Los cronistas de libros presienten el vínculo de las reuniones heterogéneas. Para tal ejercicio se basan en la imaginación, la paciencia y, aunque suene contradictorio, los clichés; de allí que mi sistema defienda la conjugación de nombres extranjeros en cualquiera de sus formas: puede tratarse de autores con apellidos raros o pueblos novelescos que nos cueste pronunciar. Todas esas sílabas se escriben en la cartulina: Franz Kafka, Jorge Luis Borges, Ismael Kadaré, Maria Dermoût, Italo Calvino, William Faulkner (¿qué más influyente y anómalo que Macondo?), Witold Gombrowicz, Marilynne Robinson, Virginia Woolf, Salman Rushdie, Gabriel García Márquez (¿qué más influyente y anómalo que Yoknapatawpha?), W. G. Sebald…

El siguiente paso es el de las descripciones. Tienen que ser intercambiables, ecuménicas y laudatorias, donde haya también nombres y apellidos. Con pulso firme las frases deben sumarse a la cartulina; de inmediato, arriba y debajo de las oraciones se dibuja una línea punteada que sirva de guía a la misma mano segura, ahora en pleno uso de sus facultades y de la tijera de punta roma.

Por antepenúltimo, los nombres y las descripciones, convertidos en filacterias, se guardan: a) los primeros en una maleta, y b) las segundas en la otra maleta. Por penúltimo, las maletas se sacuden liberalmente, y, por último, se extrae de una maleta un nombre, claro, y de la otra una descripción, por supuesto. Ese eje ha de ser el corazón de la reseña crítica.

Ejemplos:

“Italo Calvino es una especie de Borges teutónico”.

“Virginia Woolf tiene una enorme fuerza imaginativa heredada de García Márquez”.

“Las fábulas de Ismael Kadaré contienen los elementos satíricos de un Sebald colombiano”.

“En la obra de Gombrowicz el lector se adentra en los mismos asfixiantes laberintos circulares que conociera en Maria Dermoût”.

“El caos y la vitalidad de Bombay nunca se pintaron mejor que en la presente novela del señor Faulkner”.
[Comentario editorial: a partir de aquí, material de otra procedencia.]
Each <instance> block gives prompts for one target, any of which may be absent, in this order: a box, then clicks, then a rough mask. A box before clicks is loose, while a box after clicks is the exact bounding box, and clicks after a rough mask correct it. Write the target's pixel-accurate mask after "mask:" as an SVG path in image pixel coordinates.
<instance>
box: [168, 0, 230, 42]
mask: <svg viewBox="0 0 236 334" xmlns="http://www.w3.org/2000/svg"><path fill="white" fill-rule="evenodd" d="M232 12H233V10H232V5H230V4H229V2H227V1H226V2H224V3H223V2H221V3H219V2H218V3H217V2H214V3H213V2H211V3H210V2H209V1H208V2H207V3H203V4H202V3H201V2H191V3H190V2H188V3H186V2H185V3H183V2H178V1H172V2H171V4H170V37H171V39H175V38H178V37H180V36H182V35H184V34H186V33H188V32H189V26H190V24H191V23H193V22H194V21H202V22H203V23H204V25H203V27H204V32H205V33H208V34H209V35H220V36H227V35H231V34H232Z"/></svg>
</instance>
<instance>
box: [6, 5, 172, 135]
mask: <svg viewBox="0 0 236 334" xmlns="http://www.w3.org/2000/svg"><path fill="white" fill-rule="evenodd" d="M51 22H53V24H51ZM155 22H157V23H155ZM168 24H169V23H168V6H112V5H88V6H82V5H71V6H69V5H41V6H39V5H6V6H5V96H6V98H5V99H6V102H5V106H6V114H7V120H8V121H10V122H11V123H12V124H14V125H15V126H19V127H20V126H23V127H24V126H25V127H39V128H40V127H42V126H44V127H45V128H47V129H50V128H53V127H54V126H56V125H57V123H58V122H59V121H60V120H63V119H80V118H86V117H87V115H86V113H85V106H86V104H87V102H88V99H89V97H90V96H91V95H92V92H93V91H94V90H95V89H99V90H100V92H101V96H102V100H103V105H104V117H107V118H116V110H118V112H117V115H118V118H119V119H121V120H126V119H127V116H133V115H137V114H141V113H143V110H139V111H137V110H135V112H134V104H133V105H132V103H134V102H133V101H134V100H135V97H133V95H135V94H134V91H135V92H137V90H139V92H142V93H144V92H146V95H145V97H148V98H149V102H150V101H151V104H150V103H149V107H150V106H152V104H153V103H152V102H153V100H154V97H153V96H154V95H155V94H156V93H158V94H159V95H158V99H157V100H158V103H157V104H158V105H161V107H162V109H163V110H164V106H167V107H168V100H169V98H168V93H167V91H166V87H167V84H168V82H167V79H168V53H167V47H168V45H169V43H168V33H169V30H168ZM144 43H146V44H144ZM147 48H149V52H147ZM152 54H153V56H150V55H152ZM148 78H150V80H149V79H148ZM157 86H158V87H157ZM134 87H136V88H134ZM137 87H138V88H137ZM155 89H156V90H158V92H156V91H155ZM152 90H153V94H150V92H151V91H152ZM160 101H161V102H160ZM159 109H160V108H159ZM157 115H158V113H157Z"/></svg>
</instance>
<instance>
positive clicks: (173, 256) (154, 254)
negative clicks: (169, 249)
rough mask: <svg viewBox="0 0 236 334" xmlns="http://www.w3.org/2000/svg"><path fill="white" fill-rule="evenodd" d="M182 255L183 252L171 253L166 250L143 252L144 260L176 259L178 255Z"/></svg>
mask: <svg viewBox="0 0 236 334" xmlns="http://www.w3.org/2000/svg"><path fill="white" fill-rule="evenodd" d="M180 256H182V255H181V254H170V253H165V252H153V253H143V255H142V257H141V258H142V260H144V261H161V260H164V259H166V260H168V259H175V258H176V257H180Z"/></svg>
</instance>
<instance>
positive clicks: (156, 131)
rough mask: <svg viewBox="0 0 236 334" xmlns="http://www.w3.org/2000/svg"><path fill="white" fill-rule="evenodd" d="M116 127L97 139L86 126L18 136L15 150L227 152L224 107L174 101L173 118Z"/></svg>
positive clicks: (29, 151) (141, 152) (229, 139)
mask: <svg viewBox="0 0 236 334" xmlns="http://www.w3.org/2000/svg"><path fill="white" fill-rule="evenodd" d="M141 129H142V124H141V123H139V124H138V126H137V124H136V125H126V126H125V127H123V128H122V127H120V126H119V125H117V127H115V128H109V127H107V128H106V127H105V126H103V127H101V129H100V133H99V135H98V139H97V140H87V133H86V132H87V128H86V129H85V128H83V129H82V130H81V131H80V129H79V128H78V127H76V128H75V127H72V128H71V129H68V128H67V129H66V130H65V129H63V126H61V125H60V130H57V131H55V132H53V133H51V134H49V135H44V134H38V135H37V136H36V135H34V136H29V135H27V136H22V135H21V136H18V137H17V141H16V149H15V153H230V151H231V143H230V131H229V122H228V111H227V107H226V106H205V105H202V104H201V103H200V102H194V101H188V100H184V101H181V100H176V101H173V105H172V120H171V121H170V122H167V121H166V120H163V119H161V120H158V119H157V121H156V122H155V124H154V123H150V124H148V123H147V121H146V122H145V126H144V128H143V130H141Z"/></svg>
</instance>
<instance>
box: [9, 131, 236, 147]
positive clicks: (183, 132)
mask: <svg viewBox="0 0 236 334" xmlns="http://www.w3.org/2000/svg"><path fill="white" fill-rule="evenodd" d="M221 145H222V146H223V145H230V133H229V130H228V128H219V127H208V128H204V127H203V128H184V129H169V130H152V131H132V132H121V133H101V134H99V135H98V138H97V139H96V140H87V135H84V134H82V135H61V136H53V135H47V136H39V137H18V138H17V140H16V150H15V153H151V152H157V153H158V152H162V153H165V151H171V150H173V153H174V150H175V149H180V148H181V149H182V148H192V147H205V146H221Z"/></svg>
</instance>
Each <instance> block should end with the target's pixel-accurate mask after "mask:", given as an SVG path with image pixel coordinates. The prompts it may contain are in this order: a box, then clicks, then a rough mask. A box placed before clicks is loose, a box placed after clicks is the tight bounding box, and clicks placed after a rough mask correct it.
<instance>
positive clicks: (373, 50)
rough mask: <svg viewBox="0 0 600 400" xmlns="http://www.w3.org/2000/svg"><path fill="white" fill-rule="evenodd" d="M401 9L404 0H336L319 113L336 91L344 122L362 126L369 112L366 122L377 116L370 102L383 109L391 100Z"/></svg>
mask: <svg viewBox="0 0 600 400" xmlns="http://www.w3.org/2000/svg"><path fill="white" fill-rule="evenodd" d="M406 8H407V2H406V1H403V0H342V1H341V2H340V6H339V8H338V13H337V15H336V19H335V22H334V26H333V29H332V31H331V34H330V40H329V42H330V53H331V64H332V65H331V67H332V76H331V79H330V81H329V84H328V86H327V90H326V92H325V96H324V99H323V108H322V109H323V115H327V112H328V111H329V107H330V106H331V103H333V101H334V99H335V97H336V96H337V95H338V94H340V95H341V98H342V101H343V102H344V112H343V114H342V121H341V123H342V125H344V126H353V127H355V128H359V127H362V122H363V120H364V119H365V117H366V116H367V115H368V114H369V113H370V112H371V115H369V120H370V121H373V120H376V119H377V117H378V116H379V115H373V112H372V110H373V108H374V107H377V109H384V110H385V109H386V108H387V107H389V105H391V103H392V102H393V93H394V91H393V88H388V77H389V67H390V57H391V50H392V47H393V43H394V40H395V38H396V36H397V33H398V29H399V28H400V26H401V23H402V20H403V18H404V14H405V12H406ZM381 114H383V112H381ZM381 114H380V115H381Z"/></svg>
“Marilynne Robinson ha puesto al día las pesadillas macondianas de El castillo y El proceso”.

Como se ve, lo significativo es la repetición variada—si se entiende. Si los empleados de las páginas dominicales siguieran este procedimiento al pie de la letra, pronto se descubriría que en realidad no hay literaturas nacionales, sino una vasta trama de obras en constante relación y de recíproco ascendiente. Ese es el sueño, justamente, de la Weltliteratur.

En cuanto a la frase final de las reseñas, debe ser siempre la misma: “A literary tour de force”.